Planned Missing Data

Overview
Planned missing data design have long been considerations in research methods (Graham, 2006; Shoemaker, 1971; Twisk, 2001). In planned missing data designs, participants are intentionally not presented with all the items used in a study. The hope is that by reducing the demands made of participants, participant fatigue and drop-out (attrition) will be reduced. In the case of online surveys such as the Wellbeing Assessment, planned missing data designs are intended to reduce attrition by asking participants to complete fewer items.

The multiform approach
There are many approaches to planned missing data designs. For the Wellbeing Assessment, we use the multiform approach, which is sometimes referred to as a split questionnaire or efficiency design. We use a within-block version of this design. Participants receive some items from each dimension, but they do not receive items from all of the dimensions. A hypothetical example of a within-block design for a single survey respondent is presented in Table 1. In that example, the respondent receives items 1 and 3 from Scale A, 2 and 4 from Scale B, and 2 and 3 from Scale C.

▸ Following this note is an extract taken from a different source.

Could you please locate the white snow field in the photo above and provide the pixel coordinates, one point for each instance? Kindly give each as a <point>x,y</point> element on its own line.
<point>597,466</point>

Table 1. Sample within-block design for Participant A

Item # Scale A items Scale B items Scale C items
1 x
2 x x
3 x x
4 x

In contrast, a between-block design gives participants the items from some dimensions, but none from others. A hypothetical example of a between-block design for a single survey respondent is presented in Table 2. In that example, the respondent receives all the items from Scale A, but none from Scale B or Scale C.

Table 2. Sample between-block design for Participant A

Item # Scale A items Scale B items Scale C items
1 x
2 x
3 x
4 x

In most studies of planned missing data designs’ performance, within-block designs result in less loss of statistical power than between-block designs. Within-block designs are typically more powerful because all participants provide at least a few between-scale data points for all possible between-scale combinations. Within-block designs are particularly useful for research questions that focus on estimating relations between sets of items or latent factors, which is one of the key goals of the Wellbeing Assessment: we want to know how wellbeing outcomes are affected by each other and how they are associated with pathway items and other variables such as life satisfaction, mood, GPA, and intent to transfer.

In contrast, between-block designs capture some between-scale data points within each participant, but there are also some between-scale combinations that are not captured at all. The benefit of the between-block design is that it is more robust for research questions that focus on evaluating the association of items within scales. An example is factor analytic studies that have little focus on between-scale comparisons.

Within-block design details
The within-block design is executed through the creation of an “X-block” of items. The X-block is administered to all participants. Guidelines for its design vary, but methodological recommendations typically advise that the X-block contains items that capture information not captured by other items (i.e., items that are not correlated with other items). Recommendations sometimes also advise that the X-block contain at least one item from every scale or items that are key to the research question. However, recommendations also tend to advise that the size and contents of the X-block should be determined by research questions and anticipated respondent burden.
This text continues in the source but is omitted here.